The arrow text, -->, is quoted to prevent > from being interpreted as the redirection operator.

Array variables can be assigned with multiple space-separated elements enclosed in parentheses. Both the full array and the individual elements are accessible via the ${[]} notation.

$ cat > arrayscript
#!/bin/bash

A=( zero one two three four )
echo The array \"${A[*]}\" has ${#A[*]} elements

for (( i=0; i < ${#A[*]}; ++i))
do
   echo element $i is ${A[i]}
done
[ctrl-d]
$ chmod +x arrayscript
$ ./arrayscript
The array "zero one two three four" has 5 elements
element 0 is zero
element 1 is one
element 2 is two
element 3 is three
element 4 is four

Remember that the wildcard * refers to every possible combination of text characters, so ${A[*]} conjures up every element of A. Invoking ${A[?]}, on the other hand, would at most return array elements 0–9.

$ cat > order
#!/bin/bash

if (( $# > 0 ))
then
   A=($@)
   { for (( n=0; n<$#; ++n )); do echo ${A[n]}; done } | sort
fi
[ctrl-d]
$ chmod +x order
$ ./order apple car soda bottle boy
apple
bottle
boy
car
soda
$ ./order apple car "soda bottle" boy
apple
bottle
car
soda

The example above has a subtle error. Only four of the five words appear, since "soda bottle" was entered as a single argument. The for loop ranges over 0, 1, 2, and 3, since there are only four arguments. The array, however, makes no distinction between apple car "soda bottle" boy and `apple car soda bottle boy, reading five elements either way. Thus, the last element of the array is not echoed.

Try this on your own

The example above is not carefully written. Add quotes to the program so that it correctly outputs the following.

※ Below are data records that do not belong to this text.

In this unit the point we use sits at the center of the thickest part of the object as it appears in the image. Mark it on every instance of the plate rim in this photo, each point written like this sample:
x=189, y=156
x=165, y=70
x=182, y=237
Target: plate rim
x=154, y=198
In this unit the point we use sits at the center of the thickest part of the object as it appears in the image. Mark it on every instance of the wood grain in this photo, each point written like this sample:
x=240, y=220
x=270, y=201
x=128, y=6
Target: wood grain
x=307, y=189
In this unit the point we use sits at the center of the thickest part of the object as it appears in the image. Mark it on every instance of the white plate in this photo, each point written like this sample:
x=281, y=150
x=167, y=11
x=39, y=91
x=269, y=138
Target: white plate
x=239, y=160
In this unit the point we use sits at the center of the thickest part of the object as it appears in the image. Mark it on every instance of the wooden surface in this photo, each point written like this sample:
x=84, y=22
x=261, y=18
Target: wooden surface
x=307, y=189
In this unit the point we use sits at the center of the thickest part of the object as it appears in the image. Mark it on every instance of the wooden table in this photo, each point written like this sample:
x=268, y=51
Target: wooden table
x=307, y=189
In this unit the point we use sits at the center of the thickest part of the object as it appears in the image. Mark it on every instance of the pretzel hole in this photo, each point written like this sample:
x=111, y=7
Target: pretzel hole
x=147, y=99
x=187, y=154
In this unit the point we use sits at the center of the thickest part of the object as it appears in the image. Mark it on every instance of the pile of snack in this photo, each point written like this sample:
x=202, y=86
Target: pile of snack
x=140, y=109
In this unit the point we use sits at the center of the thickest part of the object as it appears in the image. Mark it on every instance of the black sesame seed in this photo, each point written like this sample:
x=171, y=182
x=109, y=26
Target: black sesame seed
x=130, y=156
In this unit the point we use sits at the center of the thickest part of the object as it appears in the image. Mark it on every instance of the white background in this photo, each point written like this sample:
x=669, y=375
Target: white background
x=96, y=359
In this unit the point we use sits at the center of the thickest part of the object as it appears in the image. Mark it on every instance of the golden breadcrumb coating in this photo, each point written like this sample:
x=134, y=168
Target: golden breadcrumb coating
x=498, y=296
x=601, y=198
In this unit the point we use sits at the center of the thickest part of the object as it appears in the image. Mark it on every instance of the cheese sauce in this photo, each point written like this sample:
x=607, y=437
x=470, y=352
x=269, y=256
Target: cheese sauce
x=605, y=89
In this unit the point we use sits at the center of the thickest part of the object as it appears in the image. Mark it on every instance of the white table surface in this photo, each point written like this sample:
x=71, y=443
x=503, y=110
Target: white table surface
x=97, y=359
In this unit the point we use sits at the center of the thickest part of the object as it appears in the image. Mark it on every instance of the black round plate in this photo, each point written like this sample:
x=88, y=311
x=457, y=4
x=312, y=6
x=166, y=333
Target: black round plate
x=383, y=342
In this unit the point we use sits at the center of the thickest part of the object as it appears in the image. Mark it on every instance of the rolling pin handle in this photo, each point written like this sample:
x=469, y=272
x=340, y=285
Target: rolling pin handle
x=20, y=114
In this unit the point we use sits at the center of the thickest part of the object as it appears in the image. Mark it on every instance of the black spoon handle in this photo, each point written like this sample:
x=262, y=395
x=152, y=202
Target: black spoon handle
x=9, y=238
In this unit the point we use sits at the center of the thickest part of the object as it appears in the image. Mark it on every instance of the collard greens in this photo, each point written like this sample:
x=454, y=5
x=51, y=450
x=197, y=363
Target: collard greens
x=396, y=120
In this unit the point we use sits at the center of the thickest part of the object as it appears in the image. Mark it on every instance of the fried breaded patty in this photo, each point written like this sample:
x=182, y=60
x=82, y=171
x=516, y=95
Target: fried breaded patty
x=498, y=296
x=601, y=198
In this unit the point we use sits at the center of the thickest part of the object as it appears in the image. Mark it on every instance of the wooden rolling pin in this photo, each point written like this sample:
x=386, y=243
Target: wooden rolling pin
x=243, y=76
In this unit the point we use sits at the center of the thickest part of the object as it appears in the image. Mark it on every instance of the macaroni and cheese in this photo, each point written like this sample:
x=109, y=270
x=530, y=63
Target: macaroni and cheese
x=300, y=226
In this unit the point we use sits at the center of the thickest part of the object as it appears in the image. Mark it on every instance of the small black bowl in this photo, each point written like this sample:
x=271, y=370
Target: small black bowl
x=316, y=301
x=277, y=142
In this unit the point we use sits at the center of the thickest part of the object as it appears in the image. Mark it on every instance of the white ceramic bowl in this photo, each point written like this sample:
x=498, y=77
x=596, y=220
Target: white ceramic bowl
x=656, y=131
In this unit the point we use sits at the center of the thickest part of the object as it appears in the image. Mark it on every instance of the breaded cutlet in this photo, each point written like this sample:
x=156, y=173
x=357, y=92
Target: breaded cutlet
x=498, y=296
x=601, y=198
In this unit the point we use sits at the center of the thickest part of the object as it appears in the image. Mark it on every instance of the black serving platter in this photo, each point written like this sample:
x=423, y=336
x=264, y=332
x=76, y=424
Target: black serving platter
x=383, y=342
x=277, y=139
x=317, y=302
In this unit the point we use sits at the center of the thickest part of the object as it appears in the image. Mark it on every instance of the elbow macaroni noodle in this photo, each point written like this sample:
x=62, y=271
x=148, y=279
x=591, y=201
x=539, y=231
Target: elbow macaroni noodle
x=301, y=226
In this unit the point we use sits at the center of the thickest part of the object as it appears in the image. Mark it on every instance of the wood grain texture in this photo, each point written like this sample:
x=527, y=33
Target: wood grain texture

$ ./order apple car "soda bottle" boy
apple
boy
car
soda bottle

Shell arithmetic

Bash arithmetic operations are carried out with the $(( )) or $[ ] notation. Arithmetic operations are only valid for integers, and fractional results are rounded. The basic calculator (bc) should be used instead if non-integer values are required.

$ echo 1+1
1+1
$ echo $((1+1))
2
$ echo $[1+1]
2
$ echo $[4/5]
0
$ echo 4/5 | bc -l
.80000000000000000000

The operators and their precedence, associativity, and values are the same as in the C language. The following list of operators is grouped into levels of equal-precedence operators and listed in order of decreasing precedence.

BASH operators
Symbol	Operation
`var++` `var--`	variable post-increment and decrement
`++var` `--var`	variable pre-increment and decrement
`+` `-`	unary plus and unary minus
`!` `~`	logical and bitwise negation
`**`	exponentiation
`*` `/` `%`	multiplication, division, and remainder
`+` `-`	addition and subtraction
`<<` `>>`	left and right bitwise shifts
`<=` `>=` <``>``	comparison
`==` `!=`	equality and inequality
`&`	bitwise AND
`^`	bitwise exclusive OR
`\|`	bitwise OR
`&&`	logical AND
`\|\|`	logical OR
`expr ? expr : expr`	conditional operator
`=` `*=` `/=` `%=` `+=` `-=` `<<=` `>>=` `&=` `^=` `\|=`	assignment

Control structures

Bash provides mechanisms for looping (for, while, until) and branching (if and case). The reserved word for has a syntax for ranging over elements.

$ for colour in red green blue; do echo $colour-ish; done
red-ish
green-ish
blue-ish

$ cat > under10.bash
for i in 1 2 3 4 5 6 7 8 9
do
   echo $i
done
[ctrl-d]
$ chmod +x under10.bash
$ ./under10.bash
1
2
3
4
5
6
7
8
9

The for construction causes everything inside the do … done block to be executed repeatedly (here, nine times) with i taking the values one to nine in turn.

A contiguous range of integer values can be covered as follows.

$ for i in  {-5..10}; do echo $i; done | rs .
-5  -4  -3  -2  -1  0   1   2   3   4   5   6   7   8   9   10

It’s important that the range {from..to} contain no spaces.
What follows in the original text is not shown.